Newswise — ROSEMONT, Ill. (March 23, 2023) — Skin issues can have a serious impact on your health and well-being. For the 7.5 million Americans living with psoriasis, itch can be the most bothersome part of their condition because it can make it difficult to sleep and hard to concentrate, as well as affect other aspects of their quality of life. To help relieve your psoriasis itch, a board-certified dermatologist from the American Academy of Dermatology (AAD) is providing four important tips to consider.

“What starts out as an itch can turn into an infection rather quickly if you break the skin and germs get in,” said David Pariser MD, FAAD, professor at Eastern Virginia Medical School. “That’s why it’s so important to know how to relieve your itch so this doesn’t happen.”

To ease itch caused by your psoriasis, Dr. Pariser and the AAD recommend these tips:

Limit time in water to avoid drying your skin. Try to keep your showers to 5 minutes and baths to 15 minutes or less.

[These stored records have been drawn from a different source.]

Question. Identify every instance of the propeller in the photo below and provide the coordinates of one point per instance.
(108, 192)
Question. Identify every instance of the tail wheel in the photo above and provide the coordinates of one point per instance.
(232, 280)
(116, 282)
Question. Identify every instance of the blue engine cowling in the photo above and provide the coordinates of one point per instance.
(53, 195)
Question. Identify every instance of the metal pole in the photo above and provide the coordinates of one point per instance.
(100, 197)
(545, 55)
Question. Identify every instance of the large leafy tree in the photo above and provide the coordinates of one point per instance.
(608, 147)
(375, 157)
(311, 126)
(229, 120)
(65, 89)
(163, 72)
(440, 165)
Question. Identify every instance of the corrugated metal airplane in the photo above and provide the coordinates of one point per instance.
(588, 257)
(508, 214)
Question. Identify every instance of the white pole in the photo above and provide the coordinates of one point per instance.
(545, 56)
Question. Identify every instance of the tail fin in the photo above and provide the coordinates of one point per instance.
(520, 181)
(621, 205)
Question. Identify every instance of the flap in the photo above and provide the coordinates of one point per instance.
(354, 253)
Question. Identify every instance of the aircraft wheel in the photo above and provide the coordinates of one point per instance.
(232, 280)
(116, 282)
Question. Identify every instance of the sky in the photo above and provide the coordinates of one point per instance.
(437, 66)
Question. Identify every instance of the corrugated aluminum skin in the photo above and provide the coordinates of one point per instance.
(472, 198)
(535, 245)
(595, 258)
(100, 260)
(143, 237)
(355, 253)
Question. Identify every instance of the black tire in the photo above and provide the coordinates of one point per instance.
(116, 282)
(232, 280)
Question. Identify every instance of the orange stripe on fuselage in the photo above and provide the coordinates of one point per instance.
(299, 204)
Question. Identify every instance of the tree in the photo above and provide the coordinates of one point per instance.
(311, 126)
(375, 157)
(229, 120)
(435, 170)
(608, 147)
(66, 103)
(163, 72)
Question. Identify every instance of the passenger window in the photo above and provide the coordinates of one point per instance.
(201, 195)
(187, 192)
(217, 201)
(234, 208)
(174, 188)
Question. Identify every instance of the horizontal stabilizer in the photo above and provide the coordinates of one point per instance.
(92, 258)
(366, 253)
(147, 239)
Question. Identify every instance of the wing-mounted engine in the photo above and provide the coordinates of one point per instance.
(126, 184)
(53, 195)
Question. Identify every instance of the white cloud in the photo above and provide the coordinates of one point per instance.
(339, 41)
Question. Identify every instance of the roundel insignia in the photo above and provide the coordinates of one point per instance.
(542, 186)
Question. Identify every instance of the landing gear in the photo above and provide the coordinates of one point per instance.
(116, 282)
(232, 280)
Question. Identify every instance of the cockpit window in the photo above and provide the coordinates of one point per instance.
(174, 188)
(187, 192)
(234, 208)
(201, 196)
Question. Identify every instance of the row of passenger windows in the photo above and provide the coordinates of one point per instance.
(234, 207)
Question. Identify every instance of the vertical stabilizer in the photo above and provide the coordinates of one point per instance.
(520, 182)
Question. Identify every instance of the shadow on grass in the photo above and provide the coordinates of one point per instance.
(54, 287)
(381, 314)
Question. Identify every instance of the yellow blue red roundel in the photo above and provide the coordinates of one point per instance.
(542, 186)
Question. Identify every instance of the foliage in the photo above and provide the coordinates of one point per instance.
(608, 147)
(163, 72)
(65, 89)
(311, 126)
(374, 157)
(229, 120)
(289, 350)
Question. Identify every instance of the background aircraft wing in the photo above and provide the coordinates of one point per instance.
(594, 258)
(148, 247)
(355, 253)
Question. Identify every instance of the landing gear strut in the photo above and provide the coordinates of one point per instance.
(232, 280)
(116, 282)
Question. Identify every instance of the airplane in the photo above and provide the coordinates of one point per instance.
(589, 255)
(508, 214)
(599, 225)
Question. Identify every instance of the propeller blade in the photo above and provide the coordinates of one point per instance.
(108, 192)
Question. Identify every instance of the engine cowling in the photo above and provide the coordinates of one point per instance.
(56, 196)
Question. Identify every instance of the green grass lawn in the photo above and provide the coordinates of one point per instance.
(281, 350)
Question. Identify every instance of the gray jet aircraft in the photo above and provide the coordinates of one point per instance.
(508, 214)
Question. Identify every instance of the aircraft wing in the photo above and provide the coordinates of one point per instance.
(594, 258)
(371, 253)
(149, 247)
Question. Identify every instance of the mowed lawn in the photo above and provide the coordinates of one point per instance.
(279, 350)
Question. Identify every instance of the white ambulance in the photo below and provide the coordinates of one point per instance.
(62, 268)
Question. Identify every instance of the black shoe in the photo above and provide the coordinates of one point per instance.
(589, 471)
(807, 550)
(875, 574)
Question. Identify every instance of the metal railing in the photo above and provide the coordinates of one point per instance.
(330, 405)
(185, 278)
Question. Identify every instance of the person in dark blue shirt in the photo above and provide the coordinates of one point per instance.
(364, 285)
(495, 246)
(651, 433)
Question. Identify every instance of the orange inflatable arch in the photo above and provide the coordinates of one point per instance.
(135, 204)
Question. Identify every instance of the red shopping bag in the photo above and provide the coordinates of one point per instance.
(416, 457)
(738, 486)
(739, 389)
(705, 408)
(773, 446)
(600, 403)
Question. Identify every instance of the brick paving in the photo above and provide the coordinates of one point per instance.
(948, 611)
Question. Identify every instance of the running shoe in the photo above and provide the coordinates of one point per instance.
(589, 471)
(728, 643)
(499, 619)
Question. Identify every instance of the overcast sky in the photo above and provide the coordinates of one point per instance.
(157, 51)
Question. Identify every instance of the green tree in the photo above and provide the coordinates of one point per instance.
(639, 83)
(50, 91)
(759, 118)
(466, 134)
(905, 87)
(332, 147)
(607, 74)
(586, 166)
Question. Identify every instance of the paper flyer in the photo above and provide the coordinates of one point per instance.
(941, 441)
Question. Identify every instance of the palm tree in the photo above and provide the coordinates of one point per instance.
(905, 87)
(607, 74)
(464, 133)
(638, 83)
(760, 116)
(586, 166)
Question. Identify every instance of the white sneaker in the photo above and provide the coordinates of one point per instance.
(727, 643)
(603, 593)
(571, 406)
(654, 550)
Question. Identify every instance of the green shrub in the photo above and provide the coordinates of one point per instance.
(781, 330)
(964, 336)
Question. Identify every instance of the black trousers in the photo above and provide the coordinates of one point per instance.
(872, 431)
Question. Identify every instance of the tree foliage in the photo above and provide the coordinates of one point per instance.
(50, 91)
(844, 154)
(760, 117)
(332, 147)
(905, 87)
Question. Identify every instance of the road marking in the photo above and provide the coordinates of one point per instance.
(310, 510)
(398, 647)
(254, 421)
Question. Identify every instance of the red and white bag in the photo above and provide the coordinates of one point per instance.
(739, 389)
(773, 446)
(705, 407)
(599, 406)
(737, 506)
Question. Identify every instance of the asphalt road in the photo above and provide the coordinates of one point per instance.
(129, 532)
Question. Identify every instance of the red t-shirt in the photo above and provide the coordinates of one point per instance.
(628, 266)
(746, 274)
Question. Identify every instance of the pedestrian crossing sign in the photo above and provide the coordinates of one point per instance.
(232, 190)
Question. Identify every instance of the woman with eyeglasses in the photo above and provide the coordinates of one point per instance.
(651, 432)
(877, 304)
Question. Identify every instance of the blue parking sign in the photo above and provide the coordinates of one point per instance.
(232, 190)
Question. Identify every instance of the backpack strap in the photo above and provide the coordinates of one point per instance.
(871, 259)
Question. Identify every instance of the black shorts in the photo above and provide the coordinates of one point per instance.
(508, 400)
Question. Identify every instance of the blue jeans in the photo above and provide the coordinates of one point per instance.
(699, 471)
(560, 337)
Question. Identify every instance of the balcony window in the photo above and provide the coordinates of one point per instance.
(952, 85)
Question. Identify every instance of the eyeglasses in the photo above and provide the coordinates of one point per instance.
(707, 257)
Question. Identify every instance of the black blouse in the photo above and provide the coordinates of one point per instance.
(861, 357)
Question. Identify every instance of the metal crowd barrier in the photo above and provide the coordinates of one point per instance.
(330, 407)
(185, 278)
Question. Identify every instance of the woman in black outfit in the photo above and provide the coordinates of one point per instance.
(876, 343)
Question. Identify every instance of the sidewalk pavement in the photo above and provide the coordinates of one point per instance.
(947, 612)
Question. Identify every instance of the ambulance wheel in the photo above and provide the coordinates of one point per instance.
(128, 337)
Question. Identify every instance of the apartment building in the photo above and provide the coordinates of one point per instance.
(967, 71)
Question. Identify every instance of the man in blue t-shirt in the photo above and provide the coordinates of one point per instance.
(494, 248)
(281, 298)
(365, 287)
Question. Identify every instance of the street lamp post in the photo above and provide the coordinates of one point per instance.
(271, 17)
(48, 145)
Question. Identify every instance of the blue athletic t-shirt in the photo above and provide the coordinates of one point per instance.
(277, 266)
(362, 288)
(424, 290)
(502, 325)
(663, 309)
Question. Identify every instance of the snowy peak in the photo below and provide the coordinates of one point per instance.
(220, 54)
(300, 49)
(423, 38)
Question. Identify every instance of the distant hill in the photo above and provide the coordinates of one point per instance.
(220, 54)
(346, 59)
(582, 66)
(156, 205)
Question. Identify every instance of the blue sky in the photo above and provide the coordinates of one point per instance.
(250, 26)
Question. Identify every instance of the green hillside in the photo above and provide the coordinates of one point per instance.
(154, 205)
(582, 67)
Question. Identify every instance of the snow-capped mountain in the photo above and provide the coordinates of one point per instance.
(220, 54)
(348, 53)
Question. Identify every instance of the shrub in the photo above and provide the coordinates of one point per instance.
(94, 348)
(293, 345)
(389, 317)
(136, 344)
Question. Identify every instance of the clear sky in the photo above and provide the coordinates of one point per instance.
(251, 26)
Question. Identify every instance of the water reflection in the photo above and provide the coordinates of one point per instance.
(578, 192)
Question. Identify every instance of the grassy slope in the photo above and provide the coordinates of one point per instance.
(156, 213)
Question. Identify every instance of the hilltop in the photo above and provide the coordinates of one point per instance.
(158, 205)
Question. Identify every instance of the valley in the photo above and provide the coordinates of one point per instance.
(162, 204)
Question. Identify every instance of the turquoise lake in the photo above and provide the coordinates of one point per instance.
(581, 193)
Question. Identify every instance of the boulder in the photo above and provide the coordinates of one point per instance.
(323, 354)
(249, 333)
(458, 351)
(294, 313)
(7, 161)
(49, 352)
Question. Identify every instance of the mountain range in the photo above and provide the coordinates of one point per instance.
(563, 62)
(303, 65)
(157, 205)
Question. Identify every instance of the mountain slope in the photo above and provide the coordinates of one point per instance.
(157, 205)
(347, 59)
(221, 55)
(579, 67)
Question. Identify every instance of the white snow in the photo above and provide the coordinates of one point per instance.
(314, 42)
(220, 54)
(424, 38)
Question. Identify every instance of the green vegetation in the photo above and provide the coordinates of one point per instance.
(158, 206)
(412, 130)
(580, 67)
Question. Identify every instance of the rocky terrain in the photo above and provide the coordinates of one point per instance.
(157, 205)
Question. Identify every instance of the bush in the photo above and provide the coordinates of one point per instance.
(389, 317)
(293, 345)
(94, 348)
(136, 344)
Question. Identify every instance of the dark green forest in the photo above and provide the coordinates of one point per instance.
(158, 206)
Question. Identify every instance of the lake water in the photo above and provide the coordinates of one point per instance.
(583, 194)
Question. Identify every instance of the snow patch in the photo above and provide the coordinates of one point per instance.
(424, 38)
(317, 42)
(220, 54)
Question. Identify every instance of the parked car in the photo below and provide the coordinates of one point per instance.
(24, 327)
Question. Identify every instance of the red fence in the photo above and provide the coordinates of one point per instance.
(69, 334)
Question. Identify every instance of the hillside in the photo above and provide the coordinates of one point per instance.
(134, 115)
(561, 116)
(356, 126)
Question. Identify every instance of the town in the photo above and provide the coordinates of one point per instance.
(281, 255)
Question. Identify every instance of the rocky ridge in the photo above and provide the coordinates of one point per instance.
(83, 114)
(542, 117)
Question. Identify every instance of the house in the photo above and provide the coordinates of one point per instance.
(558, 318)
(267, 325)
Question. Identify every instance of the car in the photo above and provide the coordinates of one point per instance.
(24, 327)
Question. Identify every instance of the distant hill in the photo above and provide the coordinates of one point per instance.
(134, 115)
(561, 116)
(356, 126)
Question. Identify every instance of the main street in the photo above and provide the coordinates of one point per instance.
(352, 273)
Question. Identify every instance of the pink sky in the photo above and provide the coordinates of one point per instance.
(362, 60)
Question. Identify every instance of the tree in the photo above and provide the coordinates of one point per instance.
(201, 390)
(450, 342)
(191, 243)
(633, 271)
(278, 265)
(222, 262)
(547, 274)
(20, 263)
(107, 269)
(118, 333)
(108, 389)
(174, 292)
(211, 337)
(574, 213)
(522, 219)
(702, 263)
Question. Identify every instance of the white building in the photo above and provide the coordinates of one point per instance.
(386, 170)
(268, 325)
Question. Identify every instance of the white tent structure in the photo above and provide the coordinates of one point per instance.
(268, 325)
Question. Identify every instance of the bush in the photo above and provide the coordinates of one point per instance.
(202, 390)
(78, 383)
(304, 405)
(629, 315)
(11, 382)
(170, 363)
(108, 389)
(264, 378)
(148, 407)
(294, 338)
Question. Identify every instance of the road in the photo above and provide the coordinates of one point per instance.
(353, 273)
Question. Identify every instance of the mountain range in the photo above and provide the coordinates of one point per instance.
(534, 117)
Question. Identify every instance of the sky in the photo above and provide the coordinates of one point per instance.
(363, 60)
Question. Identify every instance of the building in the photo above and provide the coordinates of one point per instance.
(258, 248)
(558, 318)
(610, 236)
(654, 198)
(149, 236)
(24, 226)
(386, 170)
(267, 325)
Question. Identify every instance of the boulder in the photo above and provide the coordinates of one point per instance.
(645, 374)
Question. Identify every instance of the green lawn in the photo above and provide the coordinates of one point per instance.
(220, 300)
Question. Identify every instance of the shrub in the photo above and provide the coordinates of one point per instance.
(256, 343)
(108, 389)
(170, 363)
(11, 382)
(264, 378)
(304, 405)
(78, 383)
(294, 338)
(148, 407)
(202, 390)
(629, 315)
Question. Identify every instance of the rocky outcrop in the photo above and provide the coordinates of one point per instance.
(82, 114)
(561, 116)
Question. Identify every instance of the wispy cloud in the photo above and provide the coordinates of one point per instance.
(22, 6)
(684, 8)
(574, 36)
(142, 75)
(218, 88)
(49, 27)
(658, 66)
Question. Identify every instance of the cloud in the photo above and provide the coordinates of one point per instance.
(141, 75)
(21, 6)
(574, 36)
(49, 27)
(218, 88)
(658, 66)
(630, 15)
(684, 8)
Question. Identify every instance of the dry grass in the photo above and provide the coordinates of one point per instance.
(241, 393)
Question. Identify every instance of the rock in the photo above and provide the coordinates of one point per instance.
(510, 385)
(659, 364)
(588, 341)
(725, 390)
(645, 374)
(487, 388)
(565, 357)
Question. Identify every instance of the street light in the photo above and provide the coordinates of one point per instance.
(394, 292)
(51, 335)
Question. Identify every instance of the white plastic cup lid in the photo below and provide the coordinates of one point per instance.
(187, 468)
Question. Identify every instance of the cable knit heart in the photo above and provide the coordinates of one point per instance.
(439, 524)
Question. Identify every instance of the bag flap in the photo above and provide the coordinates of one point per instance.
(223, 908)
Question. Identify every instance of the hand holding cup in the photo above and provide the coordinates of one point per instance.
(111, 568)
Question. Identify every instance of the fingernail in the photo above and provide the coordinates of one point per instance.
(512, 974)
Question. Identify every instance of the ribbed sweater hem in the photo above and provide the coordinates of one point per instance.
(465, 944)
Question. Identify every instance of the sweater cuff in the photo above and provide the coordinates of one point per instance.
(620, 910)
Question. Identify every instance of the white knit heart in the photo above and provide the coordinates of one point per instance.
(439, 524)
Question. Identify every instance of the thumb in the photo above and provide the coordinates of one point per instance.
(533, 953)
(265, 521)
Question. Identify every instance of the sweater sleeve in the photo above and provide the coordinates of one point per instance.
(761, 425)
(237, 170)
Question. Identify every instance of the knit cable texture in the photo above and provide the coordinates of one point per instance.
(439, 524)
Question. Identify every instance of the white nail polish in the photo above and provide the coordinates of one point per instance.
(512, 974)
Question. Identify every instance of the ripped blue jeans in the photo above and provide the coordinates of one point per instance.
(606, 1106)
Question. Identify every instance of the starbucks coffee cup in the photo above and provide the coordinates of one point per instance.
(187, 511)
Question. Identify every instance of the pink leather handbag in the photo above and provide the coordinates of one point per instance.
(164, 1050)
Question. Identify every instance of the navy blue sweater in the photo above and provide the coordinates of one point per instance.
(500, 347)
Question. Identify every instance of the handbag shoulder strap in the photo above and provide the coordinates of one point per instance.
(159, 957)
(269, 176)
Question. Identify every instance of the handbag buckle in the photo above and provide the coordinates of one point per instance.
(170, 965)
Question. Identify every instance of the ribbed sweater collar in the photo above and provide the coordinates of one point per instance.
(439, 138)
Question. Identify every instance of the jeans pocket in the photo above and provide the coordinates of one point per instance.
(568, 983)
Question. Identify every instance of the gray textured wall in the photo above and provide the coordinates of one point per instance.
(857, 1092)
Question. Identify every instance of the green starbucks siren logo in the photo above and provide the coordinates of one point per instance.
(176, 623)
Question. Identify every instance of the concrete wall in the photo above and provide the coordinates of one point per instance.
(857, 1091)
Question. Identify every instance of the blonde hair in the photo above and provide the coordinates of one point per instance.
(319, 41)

Moisturize your skin after every shower, bath, or hand washing when your skin is still damp. This helps seal in much-needed moisture and heal your skin, along with reducing redness and itch. Choose a heavy cream, ointment, or oil instead of a lotion, as these better hydrate your skin. Make sure it says “fragrance-free” on the label, as fragrance can irritate your skin. Avoid products labeled “unscented,” which may still contain fragrance that has been covered up. If you feel the need to scratch, apply your moisturizer instead.

Use an itch-relieving product. Look for a product that contains menthol or camphor. If the itch-relieving product makes your skin feel drier, use a moisturizer with it.

Apply a cool, damp washcloth to your itchy skin. Placing something cool on your skin reduces itch. You can also refrigerate an itch-relieving product for an additional cooling effect.

“While these tips can help to relieve your itch, it’s important to remember that psoriasis doesn’t just affect your skin, scalp, and nails,” said Dr. Pariser. “If you don’t treat your psoriasis, it’s more likely to get worse and it increases your risk of developing other health conditions such as psoriasis in your joints, diabetes, and cardiovascular disease. I recommend that all patients with psoriasis partner with a board-certified dermatologist as we are the experts in the diagnosis and treatment of this skin condition.”

These tips are demonstrated in “How to Relieve Itchy Psoriasis,” a video posted to the AAD website and YouTube channel. This video is part of the AAD’s “Your Dermatologist Knows” series, which offers tips people can use to properly care for their skin, hair, and nails.